Photo by Lidya Nada on Unsplash

In this blog, I will simply focus on the few words that I exchanged with Marti Cleveland-Innes during the webinar on 26 November. I told her that I would like to see if my students or colleagues are happy when I teach a course or chair a meeting but that I had realized that I cannot necessarily see it. In other words, I may misinterpret how the situation went. She commented that the students do not always need to feel happy but that it suffices if they feel safe.

Since I have specialized on the various senses of English words for emotions, I will stop a little here to comment on the meaning of the adjective happy. Marti’s reaction suggests to me that she did not think of such bleached senses that can occur when people say, for example, that they are happy to do something, or ask a customer if they are happy. Instead, she probably thought of an emotion such as expressed by the German adjective froh, or French joyeux. Of course, to be really sure, I should ask her. The point here nevertheless is that speakers of languages other than English often feel that they would not use their own word for ‘happy’ on all occasions when speakers of English use happy. They feel that their word is too strong and that no such emotion is actually being discussed.

Be it as it may, the point about the students feeling safe really hit me. While discussing the matter in a smaller group, I realized that rather than feeling especially happy, my students might often feel safe. This is because I try to give them many opportunities to express their ideas and emotions and to tell me what they think and how they feel about the courses I teach or about my teaching. I am also open about my own thinking and emotions and can say, for example, that I am particularly tired on a certain day and might say something silly or make a mistake.

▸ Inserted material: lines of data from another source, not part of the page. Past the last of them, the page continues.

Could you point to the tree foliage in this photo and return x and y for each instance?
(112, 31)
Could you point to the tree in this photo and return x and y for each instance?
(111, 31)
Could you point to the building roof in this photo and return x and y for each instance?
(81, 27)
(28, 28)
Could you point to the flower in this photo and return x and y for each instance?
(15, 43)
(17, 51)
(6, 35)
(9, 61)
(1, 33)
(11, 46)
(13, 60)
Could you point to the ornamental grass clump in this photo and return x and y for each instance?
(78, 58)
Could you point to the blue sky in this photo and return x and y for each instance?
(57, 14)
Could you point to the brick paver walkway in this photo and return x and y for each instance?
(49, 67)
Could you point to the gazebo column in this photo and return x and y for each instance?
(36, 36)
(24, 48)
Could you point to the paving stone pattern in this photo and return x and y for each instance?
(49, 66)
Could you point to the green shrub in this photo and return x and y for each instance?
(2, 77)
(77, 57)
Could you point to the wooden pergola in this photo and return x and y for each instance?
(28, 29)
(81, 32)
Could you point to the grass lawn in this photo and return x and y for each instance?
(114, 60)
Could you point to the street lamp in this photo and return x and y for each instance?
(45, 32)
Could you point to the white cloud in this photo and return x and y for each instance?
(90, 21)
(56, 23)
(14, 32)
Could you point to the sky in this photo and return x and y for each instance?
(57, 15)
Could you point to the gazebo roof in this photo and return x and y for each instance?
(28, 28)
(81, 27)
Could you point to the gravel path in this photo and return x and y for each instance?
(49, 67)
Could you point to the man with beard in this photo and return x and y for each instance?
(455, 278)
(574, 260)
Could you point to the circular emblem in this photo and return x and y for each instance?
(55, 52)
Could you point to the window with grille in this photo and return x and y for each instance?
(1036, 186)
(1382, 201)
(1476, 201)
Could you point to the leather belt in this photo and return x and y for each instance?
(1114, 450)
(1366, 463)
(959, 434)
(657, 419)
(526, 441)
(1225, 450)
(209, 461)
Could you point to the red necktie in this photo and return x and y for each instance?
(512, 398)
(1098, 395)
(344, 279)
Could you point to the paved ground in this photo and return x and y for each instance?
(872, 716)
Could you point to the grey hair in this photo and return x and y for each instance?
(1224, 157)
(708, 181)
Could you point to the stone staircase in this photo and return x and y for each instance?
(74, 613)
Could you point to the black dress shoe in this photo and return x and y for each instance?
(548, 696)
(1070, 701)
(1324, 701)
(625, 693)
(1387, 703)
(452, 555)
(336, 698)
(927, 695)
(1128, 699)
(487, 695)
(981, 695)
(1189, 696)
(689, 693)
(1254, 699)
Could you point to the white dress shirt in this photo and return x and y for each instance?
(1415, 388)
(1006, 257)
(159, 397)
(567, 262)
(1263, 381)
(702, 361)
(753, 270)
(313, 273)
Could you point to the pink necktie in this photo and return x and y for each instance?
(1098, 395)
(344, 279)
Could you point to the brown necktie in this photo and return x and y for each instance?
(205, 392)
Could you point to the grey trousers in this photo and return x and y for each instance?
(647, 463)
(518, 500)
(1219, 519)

I would nevertheless like to add that experience tells me most students are unlikely to be open about these kinds of things after the first or even the second seminar. For example, today I talked to a student face to face and when they left, they said that they were feeling completely exhausted. My gut feeling is that this student would not have told this in the beginning of the term because they seemed reserved and somewhat intimidated by me. Therefore, if you wish to introduce openness about emotions in a course, I recommend that you be consistent and persistent in creating room for it. You cannot force expression of emotion but you can let students understand that it is allowed.